Growing up, she always liked to read, especially children’s historical fiction. One notable book she mentioned was “The Witch of Blackbird Pond,” about the Salem witch trials.
“I was intrigued by the idea that you could write about stuff that felt dark or taboo,” Gray said.
She started writing short stories when she was in fifth grade. The stories started off as murder mysteries, but as she got into middle school and high school, she started to write more coming-of-age stories.
She still writes today and has a few published works. When asked about what inspires her to write now, Gray said, “My students inspire me. Hearing and reading their work and talking to them and getting ideas from them. Hearing what they’re reading is fun. I never really read a lot of sci-fi until maybe the last five years. Part of that is that my students write and read so much of it that I started to look for more examples of it to teach, and then I actually liked it.”
Sara Sams
Rounding out the creative writing program is Sara Sams. She is an assistant professor in the creative writing program. She teaches primarily poetry workshops for both undergraduates and graduates and mentors students.
She has been writing poetry since fourth grade. She wrote throughout her schooling, and as she entered young adulthood in college, she realized that poetry was the field she wanted to work in.

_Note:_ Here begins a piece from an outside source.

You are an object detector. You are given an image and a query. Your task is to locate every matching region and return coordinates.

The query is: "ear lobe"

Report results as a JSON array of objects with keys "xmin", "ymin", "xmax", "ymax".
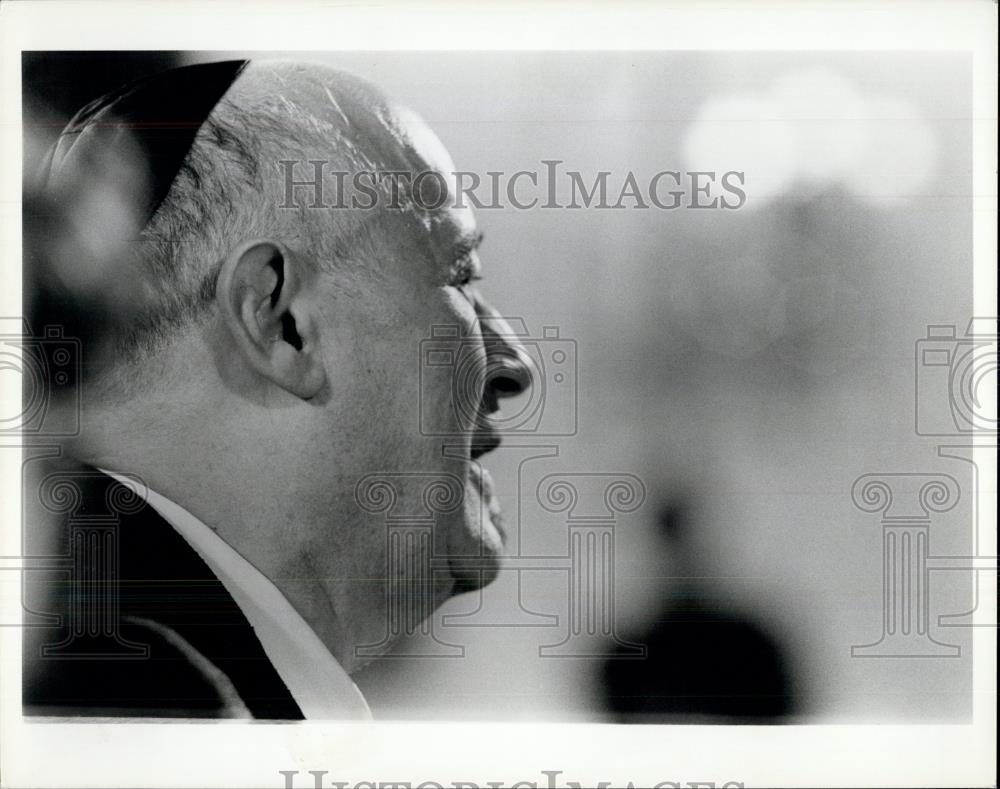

She graduated from Davidson College with her undergrad and then proceeded to get her master’s at Arizona State University two years later.
“I’ve always been obsessed with language,” Sams said.
This focus can be seen through her experience in Spain teaching English and an internship in New York over the course of two years. However, teaching was always at the front of the running for her poetry career.
“I just had such brilliant teachers in undergrad and I knew that I wanted to do what they were doing. I wanted to spend time working with language, working with poetry and that the best way to work with poetry is in a community of people also trying to work with poetry,” Sams said.
Sams’ most current fascination and what inspires her poetry today is “using particle physics as a lens for literary analysis,” Sams said.
Her first book of poetry, “Atom City,” is poetry about the research she conducted while living in a Manhattan Project town that enriched the uranium for the atomic bomb. This project led her to the understanding that in order to write about physics and science, she needed to learn more about the discoveries and understand them to a certain level.
This led her to partner with physics teachers in piloting a course about particle poetics in the spring of 2025. Her dream for the course is for students from both disciplines to enroll and learn and understand the different fields more fully.
This research that she is pursuing has led to some new poems.
“What my research has been leading to my poetry has been unexpected. I don’t really know where it’s going. I just know I’m on the right track. If I feel uncomfortable and if I feel a little upset then I know this poem is doing something that’s important,” Sams said.